Established in 2013, Left Field Brewery is a microbrewery in Toronto, Canada, born from a passion for both craft beer and baseball, founded by a husband and wife team who left their daytime jobs (accounting and marketing, respectively) to start it. Initially brewing without a tap room, Left Field distributed their beer to 80 or so pubs in the area but with the opening of their facility in 2015, they were able to brew, can, and distribute on site where, aside from a few regular beers, they produce a new one almost every week. Last year, Left Field introduced a new identity, designed by Indianapolis, IN-based CODO.

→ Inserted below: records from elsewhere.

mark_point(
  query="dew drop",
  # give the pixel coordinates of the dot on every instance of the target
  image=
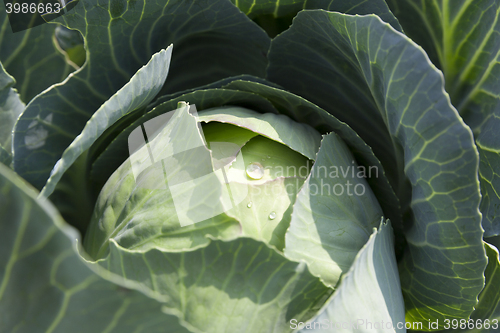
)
(255, 170)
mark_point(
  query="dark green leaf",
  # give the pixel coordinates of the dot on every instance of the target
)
(213, 40)
(71, 42)
(379, 82)
(462, 38)
(31, 57)
(275, 16)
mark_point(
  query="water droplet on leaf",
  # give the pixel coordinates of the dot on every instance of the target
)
(255, 170)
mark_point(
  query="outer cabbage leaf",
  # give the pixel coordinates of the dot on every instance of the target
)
(31, 57)
(334, 213)
(275, 16)
(262, 98)
(379, 82)
(139, 215)
(462, 38)
(10, 109)
(488, 144)
(369, 297)
(116, 48)
(236, 286)
(67, 186)
(45, 286)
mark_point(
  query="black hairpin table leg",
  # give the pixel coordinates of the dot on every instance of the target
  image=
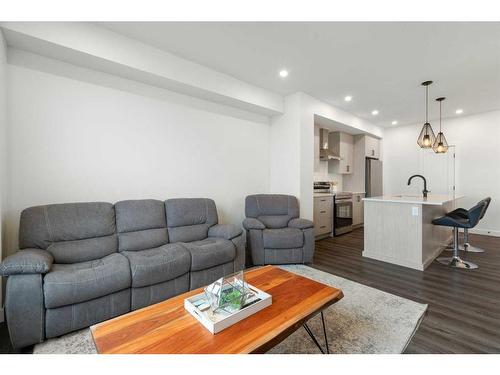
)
(311, 334)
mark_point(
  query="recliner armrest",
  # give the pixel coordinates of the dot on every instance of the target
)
(227, 231)
(252, 223)
(27, 261)
(300, 224)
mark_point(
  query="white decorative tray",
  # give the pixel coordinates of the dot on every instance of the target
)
(222, 319)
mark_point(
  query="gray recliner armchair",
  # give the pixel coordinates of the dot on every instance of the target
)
(275, 233)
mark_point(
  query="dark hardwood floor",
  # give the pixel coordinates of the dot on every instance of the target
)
(464, 305)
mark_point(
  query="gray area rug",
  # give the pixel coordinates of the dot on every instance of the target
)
(366, 320)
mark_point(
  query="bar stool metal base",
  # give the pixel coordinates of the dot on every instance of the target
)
(470, 249)
(456, 262)
(466, 247)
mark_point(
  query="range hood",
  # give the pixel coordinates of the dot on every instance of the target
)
(325, 153)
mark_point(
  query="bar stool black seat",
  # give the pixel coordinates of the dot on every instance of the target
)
(461, 212)
(468, 220)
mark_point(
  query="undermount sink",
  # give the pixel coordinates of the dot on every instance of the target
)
(407, 196)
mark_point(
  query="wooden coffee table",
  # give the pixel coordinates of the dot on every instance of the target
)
(167, 327)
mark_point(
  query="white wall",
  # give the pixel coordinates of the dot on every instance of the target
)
(3, 149)
(72, 140)
(284, 151)
(477, 140)
(92, 46)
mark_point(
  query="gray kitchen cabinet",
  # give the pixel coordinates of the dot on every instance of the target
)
(323, 215)
(357, 208)
(342, 144)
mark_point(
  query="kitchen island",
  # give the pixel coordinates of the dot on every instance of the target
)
(399, 230)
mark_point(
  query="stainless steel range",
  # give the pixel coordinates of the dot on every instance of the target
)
(342, 222)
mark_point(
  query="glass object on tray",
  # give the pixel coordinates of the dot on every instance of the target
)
(229, 293)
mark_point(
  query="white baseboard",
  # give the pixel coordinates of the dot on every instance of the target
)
(486, 232)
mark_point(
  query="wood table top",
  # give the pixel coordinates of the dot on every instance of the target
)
(167, 328)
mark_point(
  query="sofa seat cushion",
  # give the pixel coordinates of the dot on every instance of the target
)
(210, 252)
(158, 265)
(68, 284)
(284, 238)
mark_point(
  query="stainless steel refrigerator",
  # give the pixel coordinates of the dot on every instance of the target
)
(373, 177)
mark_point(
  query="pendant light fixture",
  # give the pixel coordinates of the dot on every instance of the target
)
(426, 137)
(440, 145)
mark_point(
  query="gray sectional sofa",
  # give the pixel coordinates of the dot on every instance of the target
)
(275, 233)
(83, 263)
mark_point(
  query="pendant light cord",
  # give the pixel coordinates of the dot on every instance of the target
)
(426, 103)
(440, 115)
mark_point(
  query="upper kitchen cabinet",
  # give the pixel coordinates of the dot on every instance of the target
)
(342, 144)
(372, 147)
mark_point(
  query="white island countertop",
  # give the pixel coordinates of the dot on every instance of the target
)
(432, 199)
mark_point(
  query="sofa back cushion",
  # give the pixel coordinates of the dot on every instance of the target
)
(273, 210)
(71, 232)
(188, 219)
(141, 224)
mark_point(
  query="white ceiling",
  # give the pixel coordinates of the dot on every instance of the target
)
(380, 64)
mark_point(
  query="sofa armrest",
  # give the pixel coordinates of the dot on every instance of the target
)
(300, 224)
(227, 231)
(28, 261)
(252, 223)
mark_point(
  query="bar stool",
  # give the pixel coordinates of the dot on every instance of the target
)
(470, 220)
(461, 212)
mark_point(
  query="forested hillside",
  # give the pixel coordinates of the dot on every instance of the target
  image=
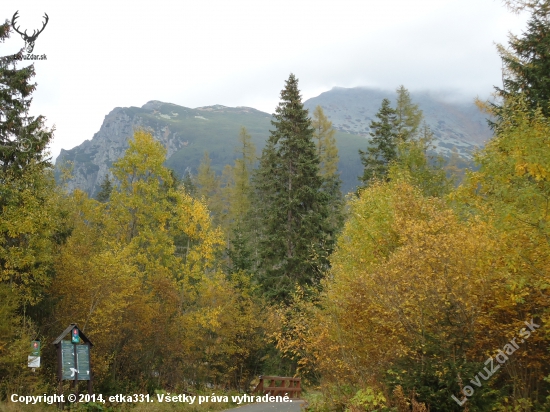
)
(187, 133)
(425, 289)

A brand refresh (as opposed to a wholesale rebrand) is half science and half intuition. On the one hand, we catalogue what’s working well, so that we have a clear idea of what we’ll need to preserve. In the case of Left Field, the baseball, script, and general vibe were on target. Truth be told, many of the decisions we made through this refresh were in service of more practical, mundane considerations: How do we get more contrast out of this logo? How do we sidestep the use of a stock script font for something with more character and punch? And finally, how do we tweak the can labels so that they stand out more effectively amongst the impressive craft beer stock of the LCBO?
[Discussions with the owners] helped inform, for example, the decision to place the “Left Field” logotype on a straight baseline as opposed to the previously angled-upward text. This change made the logo easier to use in a variety of formats and layouts. We also developed a custom script mark, scrutinizing various capital F’s and L’s until the word mark felt just right. To support the new logo (and give Left Field more visual assets to work with) we developed a system of fun, baseball (and beer!) related iconography to be used on merch and other supporting promo pieces.
The old logo was more or less fine with an execution that wasn’t great or terrible and has clearly served them well over the years. The new logo is a super tight evolution that takes the best of the old logo and makes it much better. The custom script is beautifully executed and fills up the baseball graphic much better — I love how the “t” meets the “F”. “BREWERY” is also very successfully nestled under the name and filling in the space between it and the baseball thread, which is, naturally, a rendition of hops/barley. The only thing I question is the use of red in “BREWERY”… it somehow looks off. Other than that, a great evolution.
Semi-random in some cases but, overall, they are all cool and squarely within the theme.
With revised branding in place, we shifted gears to packaging. Much as with the logo design process, we set out to update the existing cans with a sense of continuity from old to new. We leaned on Left Field as much as we could through this process: they had done the majority of their creative work in-house up until this point. This meant that they had an above-average understanding of what would play in the market. The resulting front and right side of the can labels are clear, consistent layouts, reminiscent of a ballpark scoreboard. We placed in the leftmost panel of the label a piece of art that tells a deeper story about each beer. An important parameter throughout the logo and package design process was the ability for Left Field to take over in-house and create new assets using the established framework of the refresh.
The old cans were also mostly fine but not great by any means, giving a little too much attention to the spiky font. The new cans have a much more balanced hierarchy system that better unifies the wacky, baseball-themed names with the beer information. The logo at the bottom, in a white field separated by a thick stroke, unifies all the cans and provides a consistent “footer” for all the myriad color combos (which can sometimes be a little questionable but overall good). The illustrations on the sides of the renders are a cool idea but probably unsustainable for weekly new beers.
Left Field has really embraced the identity and assets, producing tons of swag and merch that all looks really great and is almost a no-brainer purchase for the beer-baseball fan, which is a kind of bulletproof target audience. Overall, while there isn’t anything surprisingly innovative or unexpected in this identity, it’s a perfect manifestation of the spirit of the brewery and it certainly helps them stand out as “That baseball beer” in an increasingly competitive industry.